Managing Director of the International Monetary Fund (IMF), Christine Lagarde has singled out Grenada, St Kitts and Jamaica as exemplary countries for the region having successfully implemented reforms to bring down debt levels.
Lagarde, who was delivering in the opening address of the 2017 High-Level Caribbean Forum at the Jamaica Pegasus Hotel in Kingston on Thursday, reasoned that while many had questioned whether oversight by the IMF would be of benefit to th country, they have been proven wrong after both Governments held firm on its promise to conetinue reforms under the programme.
By 2012 Jamaica had accumulated debt equal to 145 per cent of GDP. To stabilise the economy, reduce debt and fuel growth, the Government has begun implementation of an ambitious reform programme which has garnered national and international support.

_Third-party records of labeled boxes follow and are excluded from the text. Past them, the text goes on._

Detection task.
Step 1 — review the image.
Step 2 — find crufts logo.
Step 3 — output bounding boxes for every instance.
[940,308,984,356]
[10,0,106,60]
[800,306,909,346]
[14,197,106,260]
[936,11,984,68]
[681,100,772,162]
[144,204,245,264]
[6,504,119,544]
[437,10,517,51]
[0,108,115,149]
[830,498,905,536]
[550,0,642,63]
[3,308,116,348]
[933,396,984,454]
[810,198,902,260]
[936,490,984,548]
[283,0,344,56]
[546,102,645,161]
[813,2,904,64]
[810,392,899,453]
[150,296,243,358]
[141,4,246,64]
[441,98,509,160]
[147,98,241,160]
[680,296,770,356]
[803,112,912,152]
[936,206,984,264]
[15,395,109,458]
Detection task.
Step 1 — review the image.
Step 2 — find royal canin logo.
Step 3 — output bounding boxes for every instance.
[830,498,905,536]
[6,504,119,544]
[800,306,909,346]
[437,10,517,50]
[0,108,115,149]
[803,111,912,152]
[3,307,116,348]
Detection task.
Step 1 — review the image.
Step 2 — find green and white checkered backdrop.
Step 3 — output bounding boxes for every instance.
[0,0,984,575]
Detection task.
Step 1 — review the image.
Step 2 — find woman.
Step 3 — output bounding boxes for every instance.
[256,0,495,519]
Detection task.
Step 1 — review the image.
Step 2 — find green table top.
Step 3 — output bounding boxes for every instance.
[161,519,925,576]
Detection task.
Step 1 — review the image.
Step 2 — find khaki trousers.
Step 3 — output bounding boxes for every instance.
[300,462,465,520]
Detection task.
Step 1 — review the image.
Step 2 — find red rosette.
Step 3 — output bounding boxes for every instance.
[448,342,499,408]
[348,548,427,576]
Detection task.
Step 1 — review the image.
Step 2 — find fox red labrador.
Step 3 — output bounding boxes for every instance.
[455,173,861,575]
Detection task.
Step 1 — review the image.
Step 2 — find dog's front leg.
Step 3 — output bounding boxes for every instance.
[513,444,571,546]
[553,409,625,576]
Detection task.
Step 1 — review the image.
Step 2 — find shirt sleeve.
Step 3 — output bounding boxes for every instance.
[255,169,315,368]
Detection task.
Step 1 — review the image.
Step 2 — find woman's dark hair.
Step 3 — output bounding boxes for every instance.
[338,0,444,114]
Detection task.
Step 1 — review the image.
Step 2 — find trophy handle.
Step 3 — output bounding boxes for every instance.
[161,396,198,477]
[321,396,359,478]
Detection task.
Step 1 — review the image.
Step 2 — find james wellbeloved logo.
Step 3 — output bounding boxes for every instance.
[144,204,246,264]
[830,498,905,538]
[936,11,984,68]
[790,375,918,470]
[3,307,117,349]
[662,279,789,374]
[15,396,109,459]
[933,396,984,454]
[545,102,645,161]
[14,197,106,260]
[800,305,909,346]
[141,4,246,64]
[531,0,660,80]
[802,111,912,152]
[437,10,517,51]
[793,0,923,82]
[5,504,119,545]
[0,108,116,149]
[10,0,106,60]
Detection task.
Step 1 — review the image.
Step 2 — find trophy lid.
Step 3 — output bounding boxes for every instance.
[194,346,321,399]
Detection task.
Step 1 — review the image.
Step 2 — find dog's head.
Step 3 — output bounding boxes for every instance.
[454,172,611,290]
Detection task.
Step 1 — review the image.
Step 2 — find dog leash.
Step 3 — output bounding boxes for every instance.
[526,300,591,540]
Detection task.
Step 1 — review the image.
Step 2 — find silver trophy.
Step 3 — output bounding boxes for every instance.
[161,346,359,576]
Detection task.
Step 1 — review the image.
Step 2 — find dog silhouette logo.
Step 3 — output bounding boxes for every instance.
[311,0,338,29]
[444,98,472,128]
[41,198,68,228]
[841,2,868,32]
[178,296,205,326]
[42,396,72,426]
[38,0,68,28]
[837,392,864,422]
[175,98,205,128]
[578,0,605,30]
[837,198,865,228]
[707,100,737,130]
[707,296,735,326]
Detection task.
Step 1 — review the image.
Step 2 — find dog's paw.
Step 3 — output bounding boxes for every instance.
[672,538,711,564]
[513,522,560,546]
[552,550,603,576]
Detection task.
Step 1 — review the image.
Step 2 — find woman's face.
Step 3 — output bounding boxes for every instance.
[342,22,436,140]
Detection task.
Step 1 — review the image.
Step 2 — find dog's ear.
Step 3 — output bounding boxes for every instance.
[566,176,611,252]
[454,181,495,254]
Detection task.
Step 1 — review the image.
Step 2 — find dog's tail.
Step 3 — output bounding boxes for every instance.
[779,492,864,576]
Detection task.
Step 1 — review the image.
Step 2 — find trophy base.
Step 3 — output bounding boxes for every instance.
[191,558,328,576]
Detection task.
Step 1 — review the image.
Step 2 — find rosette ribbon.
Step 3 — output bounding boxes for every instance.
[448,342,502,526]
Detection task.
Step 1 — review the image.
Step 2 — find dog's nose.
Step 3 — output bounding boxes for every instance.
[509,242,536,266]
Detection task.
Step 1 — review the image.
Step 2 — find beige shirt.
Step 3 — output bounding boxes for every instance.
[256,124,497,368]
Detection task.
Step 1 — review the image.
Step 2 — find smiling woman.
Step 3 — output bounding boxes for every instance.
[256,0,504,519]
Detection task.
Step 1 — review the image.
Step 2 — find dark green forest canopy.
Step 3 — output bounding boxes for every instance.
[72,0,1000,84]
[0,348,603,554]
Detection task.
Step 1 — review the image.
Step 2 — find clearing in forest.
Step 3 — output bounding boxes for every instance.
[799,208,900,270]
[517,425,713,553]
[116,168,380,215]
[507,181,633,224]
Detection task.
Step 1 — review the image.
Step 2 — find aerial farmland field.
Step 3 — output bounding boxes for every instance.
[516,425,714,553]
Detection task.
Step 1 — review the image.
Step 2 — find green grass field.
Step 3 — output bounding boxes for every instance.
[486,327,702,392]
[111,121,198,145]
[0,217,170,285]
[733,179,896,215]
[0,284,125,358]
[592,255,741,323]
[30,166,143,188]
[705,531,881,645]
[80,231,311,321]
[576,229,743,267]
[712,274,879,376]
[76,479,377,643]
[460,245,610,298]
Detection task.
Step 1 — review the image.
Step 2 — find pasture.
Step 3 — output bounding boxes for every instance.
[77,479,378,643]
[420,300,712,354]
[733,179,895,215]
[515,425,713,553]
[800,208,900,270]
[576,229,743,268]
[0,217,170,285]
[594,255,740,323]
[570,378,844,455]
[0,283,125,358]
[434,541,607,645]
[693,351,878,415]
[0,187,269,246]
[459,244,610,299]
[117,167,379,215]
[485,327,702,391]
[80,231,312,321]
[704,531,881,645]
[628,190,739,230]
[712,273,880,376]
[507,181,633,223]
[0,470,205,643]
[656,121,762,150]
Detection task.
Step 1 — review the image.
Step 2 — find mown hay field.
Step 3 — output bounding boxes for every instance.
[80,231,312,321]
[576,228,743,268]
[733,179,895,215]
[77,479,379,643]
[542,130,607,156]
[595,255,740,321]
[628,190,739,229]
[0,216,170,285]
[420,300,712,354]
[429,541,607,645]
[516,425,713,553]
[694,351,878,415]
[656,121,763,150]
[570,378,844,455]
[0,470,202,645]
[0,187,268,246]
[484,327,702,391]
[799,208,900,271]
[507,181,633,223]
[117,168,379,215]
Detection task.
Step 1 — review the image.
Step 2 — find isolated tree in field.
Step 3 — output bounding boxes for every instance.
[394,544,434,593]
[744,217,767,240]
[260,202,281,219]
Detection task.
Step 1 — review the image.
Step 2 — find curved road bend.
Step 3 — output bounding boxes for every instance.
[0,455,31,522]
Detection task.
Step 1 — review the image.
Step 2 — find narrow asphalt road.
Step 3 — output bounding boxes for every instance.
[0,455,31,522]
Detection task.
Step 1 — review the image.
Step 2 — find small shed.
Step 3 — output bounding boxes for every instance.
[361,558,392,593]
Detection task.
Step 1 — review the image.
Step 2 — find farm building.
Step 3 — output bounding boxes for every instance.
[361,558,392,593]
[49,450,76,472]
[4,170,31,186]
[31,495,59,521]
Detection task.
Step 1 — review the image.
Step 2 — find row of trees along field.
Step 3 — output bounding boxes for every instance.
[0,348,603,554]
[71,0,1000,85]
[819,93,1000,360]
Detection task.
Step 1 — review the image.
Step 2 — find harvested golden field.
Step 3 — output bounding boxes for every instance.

As part of a comprehensive package, the World Bank and the Inter-American Development Bank each agreed to provide US$510 million between April 2013 and March 2017, while the International Monetary Fund committed a US$932 million funding programme through its Extended Fund Facility covering the same four-year period.
At the end of 2016, the IMF approved a three-year US$1.64 billion programme under the Stand-By Arrangement as a follow-up to the now concluded EFF.
With the institutional reforms and efforts to improve the investment climate starting to bear fruit, the country’s credit rating has improved and Jamaican bonds trade at a premium in international markets.
Total government debt fell to 121 per cent of GDP by the end of 2016. According to minister of Finance Audley Shaw that rate now stands at 115 per cent and should fall to 108 per cent by the end of the fiscal year.